Home> Blog> Python for Biologists

Python for Biologists

This post originally appeared on the Software Carpentry website.

Programmers, at least as found in scientific research institutions, generally fall into two groups. There are people with a computer science background, for whom programming is a way of Thinking About The World, and people with a scientific background, for whom programming is a way of Getting Things Done.

As well as applying to the practice of programming, these differences also apply to its teaching. Computer science folks tend to be happiest discussing languages and features in very abstract terms, and looking at equally abstract examples (witness, for example, the ubiquity of calculating Fibonacci numbers when discussing the difference between iterative and recursive processes). Scientific folks (my day-to-day dealings are mostly with biologists) generally prefer concrete examples that are more tailored to their interests. For example, when I introduce recursion to biologists I use the example of traversing a taxonomic tree.

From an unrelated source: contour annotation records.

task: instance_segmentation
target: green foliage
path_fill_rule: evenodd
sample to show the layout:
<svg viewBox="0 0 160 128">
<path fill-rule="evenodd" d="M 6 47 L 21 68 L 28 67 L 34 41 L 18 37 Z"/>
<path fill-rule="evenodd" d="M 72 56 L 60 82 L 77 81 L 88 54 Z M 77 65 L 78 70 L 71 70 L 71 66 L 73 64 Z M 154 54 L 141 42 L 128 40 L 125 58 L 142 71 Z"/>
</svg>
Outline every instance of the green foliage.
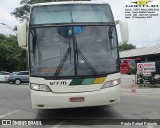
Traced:
<svg viewBox="0 0 160 128">
<path fill-rule="evenodd" d="M 15 18 L 20 21 L 28 20 L 32 4 L 43 3 L 43 2 L 56 2 L 56 1 L 70 1 L 70 0 L 21 0 L 20 2 L 21 6 L 15 8 L 15 10 L 11 12 L 11 15 L 15 16 Z M 90 1 L 90 0 L 79 0 L 79 1 Z"/>
<path fill-rule="evenodd" d="M 119 45 L 119 51 L 125 51 L 130 49 L 136 49 L 136 46 L 128 43 L 122 43 Z"/>
<path fill-rule="evenodd" d="M 0 71 L 19 71 L 26 68 L 26 51 L 18 46 L 16 36 L 0 34 Z"/>
</svg>

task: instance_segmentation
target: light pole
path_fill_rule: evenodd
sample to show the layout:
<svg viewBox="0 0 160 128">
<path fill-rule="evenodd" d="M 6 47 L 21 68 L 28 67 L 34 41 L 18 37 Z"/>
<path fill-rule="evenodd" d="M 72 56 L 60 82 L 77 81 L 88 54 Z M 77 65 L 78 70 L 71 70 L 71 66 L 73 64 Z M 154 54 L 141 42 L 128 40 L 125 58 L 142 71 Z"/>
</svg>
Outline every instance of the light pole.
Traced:
<svg viewBox="0 0 160 128">
<path fill-rule="evenodd" d="M 9 29 L 11 29 L 14 33 L 16 33 L 16 31 L 14 31 L 11 27 L 9 27 L 7 24 L 5 23 L 0 23 L 1 25 L 7 26 Z M 17 34 L 17 33 L 16 33 Z"/>
</svg>

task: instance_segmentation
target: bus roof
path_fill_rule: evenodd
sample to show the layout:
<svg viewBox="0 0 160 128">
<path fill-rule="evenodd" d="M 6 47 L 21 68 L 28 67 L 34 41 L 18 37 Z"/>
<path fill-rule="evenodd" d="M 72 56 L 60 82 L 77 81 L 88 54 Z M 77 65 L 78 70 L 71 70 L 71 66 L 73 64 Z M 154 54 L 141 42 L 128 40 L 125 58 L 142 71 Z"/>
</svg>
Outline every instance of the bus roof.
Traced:
<svg viewBox="0 0 160 128">
<path fill-rule="evenodd" d="M 43 5 L 60 5 L 60 4 L 108 4 L 105 1 L 63 1 L 63 2 L 46 2 L 46 3 L 37 3 L 33 6 L 43 6 Z"/>
</svg>

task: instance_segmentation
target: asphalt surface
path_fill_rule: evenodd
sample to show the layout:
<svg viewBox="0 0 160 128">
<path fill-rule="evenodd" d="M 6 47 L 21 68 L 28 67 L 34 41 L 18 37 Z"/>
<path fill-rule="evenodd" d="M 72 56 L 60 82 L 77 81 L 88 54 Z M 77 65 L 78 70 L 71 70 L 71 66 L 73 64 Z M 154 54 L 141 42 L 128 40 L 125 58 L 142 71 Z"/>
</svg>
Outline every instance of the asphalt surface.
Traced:
<svg viewBox="0 0 160 128">
<path fill-rule="evenodd" d="M 131 77 L 131 76 L 129 76 Z M 132 92 L 132 78 L 122 78 L 128 84 L 121 85 L 121 103 L 112 106 L 87 107 L 56 110 L 33 110 L 31 108 L 30 90 L 27 84 L 14 85 L 0 83 L 0 119 L 49 119 L 50 125 L 34 126 L 44 128 L 61 127 L 109 127 L 124 126 L 106 125 L 110 119 L 160 119 L 160 88 L 137 88 Z M 127 83 L 127 82 L 126 82 Z M 128 87 L 126 87 L 128 86 Z M 111 120 L 117 121 L 117 120 Z M 87 125 L 87 123 L 89 125 Z M 114 123 L 113 123 L 114 124 Z M 0 128 L 9 126 L 0 126 Z M 18 128 L 22 126 L 11 126 Z M 23 126 L 33 127 L 33 126 Z M 125 126 L 125 128 L 159 128 L 160 126 Z"/>
</svg>

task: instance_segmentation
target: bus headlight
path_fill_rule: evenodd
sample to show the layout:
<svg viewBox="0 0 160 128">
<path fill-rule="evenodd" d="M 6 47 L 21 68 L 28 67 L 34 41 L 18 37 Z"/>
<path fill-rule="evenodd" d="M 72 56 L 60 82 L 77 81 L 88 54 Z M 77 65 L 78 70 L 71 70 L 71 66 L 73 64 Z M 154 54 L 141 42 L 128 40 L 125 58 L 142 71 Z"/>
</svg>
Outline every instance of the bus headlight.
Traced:
<svg viewBox="0 0 160 128">
<path fill-rule="evenodd" d="M 109 87 L 113 87 L 113 86 L 116 86 L 120 84 L 120 79 L 117 79 L 117 80 L 111 80 L 111 81 L 106 81 L 104 83 L 104 85 L 102 86 L 102 89 L 103 88 L 109 88 Z"/>
<path fill-rule="evenodd" d="M 49 87 L 44 84 L 31 84 L 31 89 L 36 90 L 36 91 L 44 91 L 44 92 L 51 92 Z"/>
</svg>

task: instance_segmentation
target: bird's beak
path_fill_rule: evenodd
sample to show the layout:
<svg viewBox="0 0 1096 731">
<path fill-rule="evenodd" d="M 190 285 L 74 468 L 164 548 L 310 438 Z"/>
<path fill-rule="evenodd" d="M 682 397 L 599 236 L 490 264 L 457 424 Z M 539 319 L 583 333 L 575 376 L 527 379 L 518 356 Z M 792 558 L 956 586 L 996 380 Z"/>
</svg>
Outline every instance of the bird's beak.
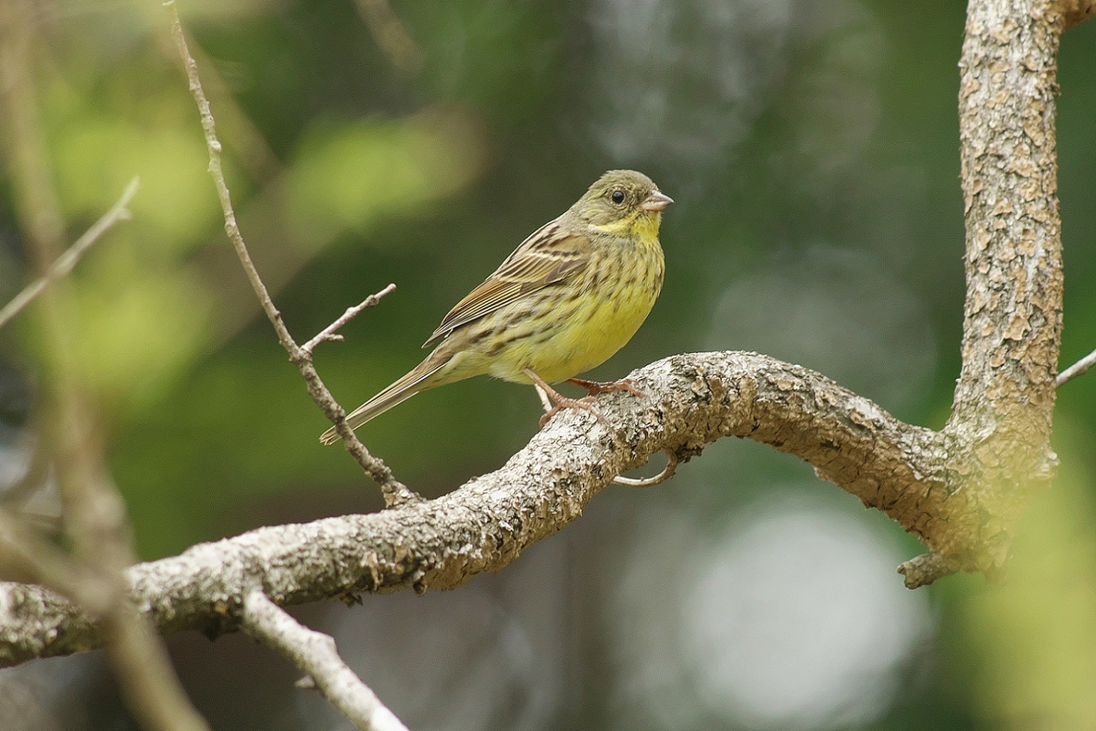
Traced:
<svg viewBox="0 0 1096 731">
<path fill-rule="evenodd" d="M 666 194 L 654 190 L 651 195 L 643 198 L 643 202 L 639 207 L 646 211 L 660 211 L 673 201 L 674 199 Z"/>
</svg>

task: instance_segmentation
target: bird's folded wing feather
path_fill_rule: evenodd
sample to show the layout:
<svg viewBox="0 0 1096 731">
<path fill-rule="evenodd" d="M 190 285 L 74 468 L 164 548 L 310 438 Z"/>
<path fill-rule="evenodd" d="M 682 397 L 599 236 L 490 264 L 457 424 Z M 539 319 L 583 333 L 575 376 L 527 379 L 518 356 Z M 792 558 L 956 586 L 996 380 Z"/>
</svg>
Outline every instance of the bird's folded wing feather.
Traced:
<svg viewBox="0 0 1096 731">
<path fill-rule="evenodd" d="M 585 235 L 563 231 L 558 221 L 544 224 L 482 285 L 449 310 L 423 347 L 529 292 L 584 269 L 590 264 L 590 239 Z"/>
</svg>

These two styles of teaching and learning both have their place, but the majority of tutorials, courses and books (online and offline) seem to me to be slanted more towards the abstract and general. This is entirely to be expected: after all, computer scientists are the people who know the languages most thoroughly and are therefore the natural choice to guide newcomers through them. And of course, to write material aimed at learners with a specific background is to deliberately limit one's appeal.

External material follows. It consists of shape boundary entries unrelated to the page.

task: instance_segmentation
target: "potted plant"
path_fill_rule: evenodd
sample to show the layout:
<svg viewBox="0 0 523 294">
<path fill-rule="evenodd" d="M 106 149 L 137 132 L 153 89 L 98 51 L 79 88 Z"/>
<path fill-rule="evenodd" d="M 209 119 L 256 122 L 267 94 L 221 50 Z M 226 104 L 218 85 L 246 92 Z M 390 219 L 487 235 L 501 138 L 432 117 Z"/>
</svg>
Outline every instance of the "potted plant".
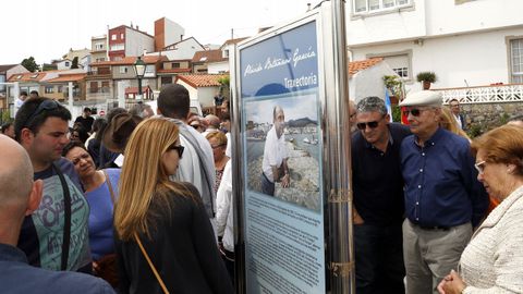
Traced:
<svg viewBox="0 0 523 294">
<path fill-rule="evenodd" d="M 423 89 L 427 90 L 430 88 L 431 83 L 436 83 L 438 78 L 434 72 L 421 72 L 416 75 L 416 79 L 419 83 L 423 83 Z"/>
<path fill-rule="evenodd" d="M 384 84 L 390 93 L 390 102 L 397 105 L 403 99 L 403 82 L 398 75 L 384 75 Z"/>
</svg>

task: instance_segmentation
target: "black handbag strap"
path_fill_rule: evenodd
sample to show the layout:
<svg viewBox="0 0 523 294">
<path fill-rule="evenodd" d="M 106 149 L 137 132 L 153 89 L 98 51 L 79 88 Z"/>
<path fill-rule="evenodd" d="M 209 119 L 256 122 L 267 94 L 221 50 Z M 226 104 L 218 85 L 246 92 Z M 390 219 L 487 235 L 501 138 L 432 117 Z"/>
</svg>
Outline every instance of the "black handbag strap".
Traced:
<svg viewBox="0 0 523 294">
<path fill-rule="evenodd" d="M 62 240 L 62 260 L 61 260 L 61 270 L 68 269 L 68 259 L 69 259 L 69 245 L 71 243 L 71 193 L 69 192 L 69 185 L 63 176 L 62 171 L 54 162 L 52 162 L 52 168 L 60 177 L 60 183 L 62 184 L 63 189 L 63 212 L 64 212 L 64 222 L 63 222 L 63 240 Z"/>
</svg>

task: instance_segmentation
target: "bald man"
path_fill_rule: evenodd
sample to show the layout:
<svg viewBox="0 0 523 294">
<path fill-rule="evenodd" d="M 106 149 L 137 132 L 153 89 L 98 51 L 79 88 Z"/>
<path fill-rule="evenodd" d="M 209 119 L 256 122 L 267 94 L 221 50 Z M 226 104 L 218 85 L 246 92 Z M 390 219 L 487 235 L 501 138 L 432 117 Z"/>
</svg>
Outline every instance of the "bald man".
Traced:
<svg viewBox="0 0 523 294">
<path fill-rule="evenodd" d="M 26 216 L 40 205 L 42 181 L 33 181 L 27 152 L 15 140 L 0 136 L 0 284 L 2 293 L 114 293 L 104 280 L 88 274 L 51 271 L 27 264 L 16 248 Z"/>
<path fill-rule="evenodd" d="M 351 134 L 357 131 L 356 127 L 356 106 L 349 99 L 349 122 L 351 123 Z"/>
</svg>

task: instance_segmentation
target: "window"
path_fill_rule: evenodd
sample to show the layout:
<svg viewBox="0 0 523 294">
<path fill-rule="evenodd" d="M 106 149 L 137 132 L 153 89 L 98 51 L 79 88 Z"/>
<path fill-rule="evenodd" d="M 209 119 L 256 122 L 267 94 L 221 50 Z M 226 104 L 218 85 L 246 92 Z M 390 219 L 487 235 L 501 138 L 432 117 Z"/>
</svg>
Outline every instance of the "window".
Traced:
<svg viewBox="0 0 523 294">
<path fill-rule="evenodd" d="M 125 49 L 125 46 L 123 44 L 111 45 L 111 51 L 118 51 L 118 50 L 123 50 L 123 49 Z"/>
<path fill-rule="evenodd" d="M 511 83 L 523 83 L 523 38 L 510 40 Z"/>
<path fill-rule="evenodd" d="M 167 85 L 167 84 L 172 84 L 172 77 L 171 76 L 162 76 L 161 77 L 161 85 Z"/>
<path fill-rule="evenodd" d="M 385 56 L 384 60 L 403 79 L 411 78 L 409 54 Z"/>
<path fill-rule="evenodd" d="M 389 68 L 401 76 L 402 79 L 412 79 L 412 50 L 367 54 L 366 58 L 382 58 Z"/>
<path fill-rule="evenodd" d="M 89 91 L 90 93 L 98 93 L 98 82 L 90 82 Z"/>
<path fill-rule="evenodd" d="M 146 66 L 145 66 L 145 73 L 146 73 L 146 74 L 147 74 L 147 73 L 154 74 L 154 73 L 155 73 L 155 65 L 146 65 Z"/>
<path fill-rule="evenodd" d="M 390 11 L 411 4 L 411 0 L 352 0 L 354 14 Z"/>
<path fill-rule="evenodd" d="M 101 82 L 101 93 L 109 93 L 109 81 Z"/>
</svg>

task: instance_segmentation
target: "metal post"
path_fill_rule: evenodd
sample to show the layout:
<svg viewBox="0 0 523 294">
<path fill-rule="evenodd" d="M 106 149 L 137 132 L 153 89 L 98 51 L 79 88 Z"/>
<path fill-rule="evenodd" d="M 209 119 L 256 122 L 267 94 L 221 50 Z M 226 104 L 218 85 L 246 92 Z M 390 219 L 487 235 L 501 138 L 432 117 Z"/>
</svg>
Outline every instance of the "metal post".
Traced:
<svg viewBox="0 0 523 294">
<path fill-rule="evenodd" d="M 69 82 L 69 99 L 68 99 L 68 107 L 69 111 L 73 112 L 73 82 Z"/>
<path fill-rule="evenodd" d="M 138 77 L 138 100 L 142 100 L 142 78 Z"/>
<path fill-rule="evenodd" d="M 331 179 L 329 192 L 330 272 L 332 293 L 355 293 L 352 236 L 351 133 L 349 124 L 349 78 L 345 40 L 344 1 L 331 1 L 332 78 L 335 87 L 327 99 Z"/>
</svg>

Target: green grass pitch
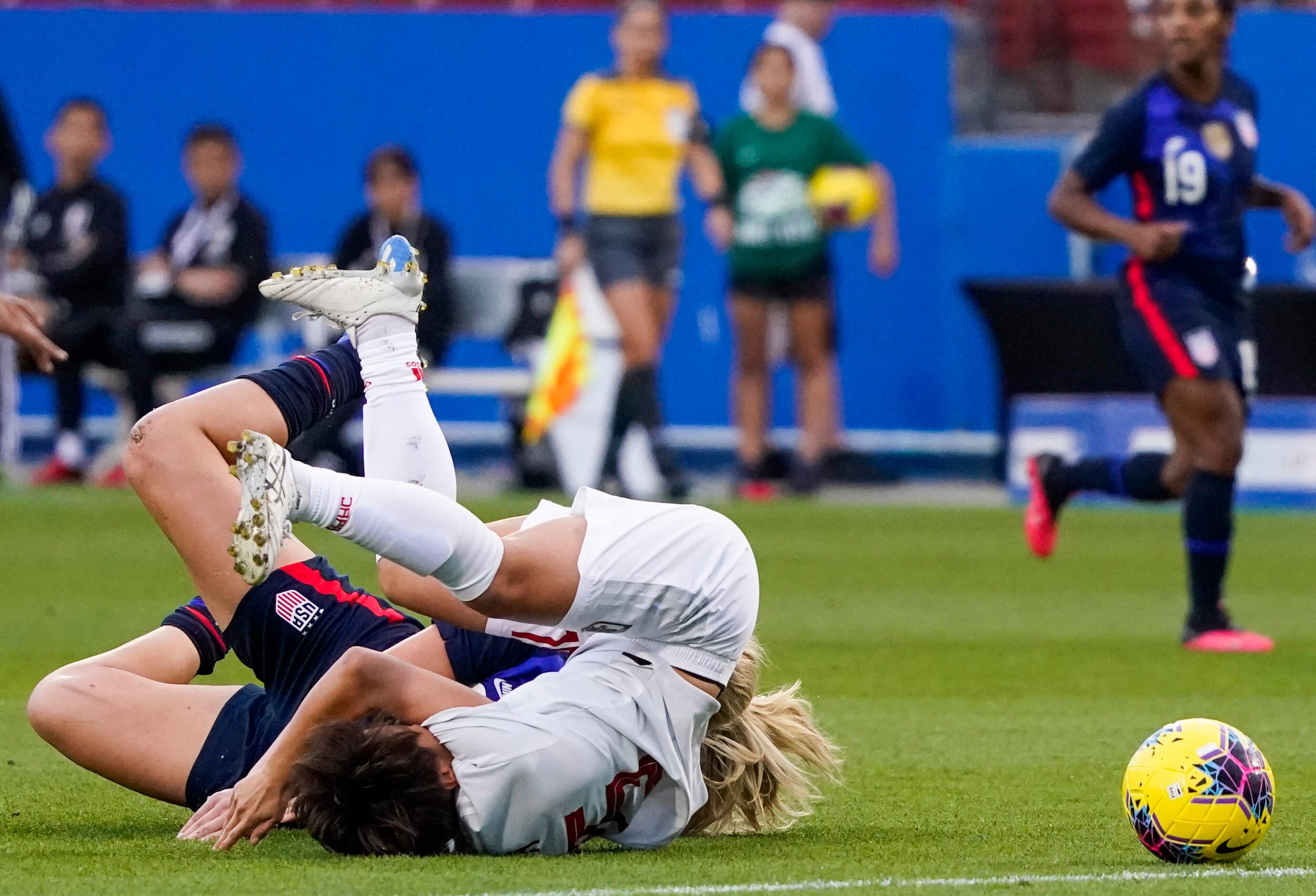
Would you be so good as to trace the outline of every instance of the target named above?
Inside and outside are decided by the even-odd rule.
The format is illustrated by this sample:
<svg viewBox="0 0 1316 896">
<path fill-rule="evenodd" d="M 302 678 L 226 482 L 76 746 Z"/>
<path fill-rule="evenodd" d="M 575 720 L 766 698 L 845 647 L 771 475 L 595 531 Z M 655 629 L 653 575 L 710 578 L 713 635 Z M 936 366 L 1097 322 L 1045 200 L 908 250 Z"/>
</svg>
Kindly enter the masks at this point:
<svg viewBox="0 0 1316 896">
<path fill-rule="evenodd" d="M 479 504 L 486 517 L 532 499 Z M 1316 518 L 1240 521 L 1232 607 L 1277 635 L 1269 657 L 1177 647 L 1178 520 L 1078 509 L 1057 557 L 1026 555 L 1017 512 L 730 507 L 759 558 L 769 683 L 799 676 L 846 750 L 846 785 L 772 837 L 638 854 L 341 859 L 278 832 L 232 854 L 180 843 L 176 807 L 129 793 L 43 745 L 22 707 L 47 671 L 154 626 L 191 596 L 129 495 L 0 495 L 0 892 L 508 893 L 892 879 L 912 892 L 1309 892 L 1313 878 L 982 883 L 1150 872 L 1124 821 L 1124 763 L 1159 725 L 1215 716 L 1278 779 L 1277 821 L 1241 870 L 1316 867 Z M 305 533 L 304 533 L 305 534 Z M 365 585 L 370 558 L 309 541 Z M 218 680 L 245 680 L 232 658 Z M 105 737 L 113 737 L 107 730 Z M 978 883 L 951 884 L 969 878 Z M 849 891 L 878 889 L 876 883 Z M 883 888 L 887 889 L 887 888 Z M 848 892 L 849 892 L 848 891 Z M 709 891 L 695 891 L 709 892 Z M 732 892 L 740 892 L 733 889 Z"/>
</svg>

Nevertheless, I think that there is a need for what one might call "domain-specific" guides to programming. In my experience, writing for a specific audience pays off in a number of ways. One can pick examples that will be relevant to the audience's experience—examples which not only illustrate a particular point or language feature, but also provide the motivation for learning it. And one can choose to teach the features of the language that are most likely to be useful. Case in point: most people would consider regular expressions to be a fairly advanced feature of most languages, but they are so useful in biology that I teach them as part of all my introductory programming courses.

With these points in mind, I spent a good chunk of the summer writing a free introductory programming course for biologists. I picked Python as the language to use, mostly due to its high take-up among biological researchers, and put it online at pythonforbiologists.com. I've been extremely pleased with the reception: the site has had 17,000 unique visitors in the 3 months it's been online and I've had lots of positive feedback. One of the most exciting things has been the numbers of people writing with suggestions for improvements, ranging from typos to requests for entirely new topics to be covered.

I think that these kind of niche programming tutorials and courses have a bright future and I expect them to play an increasing role as programming becomes an increasingly desirable transferable skill—not just for those of us involved in science, but for anyone in a data-driven industry. There's a lot of value to be added to the already-excellent on-line programming resources by tailoring them to specific fields. I hope to see more of them, and if anybody reading this is interested in creating something similar, I'd love to hear from you and would be happy to give what help I can.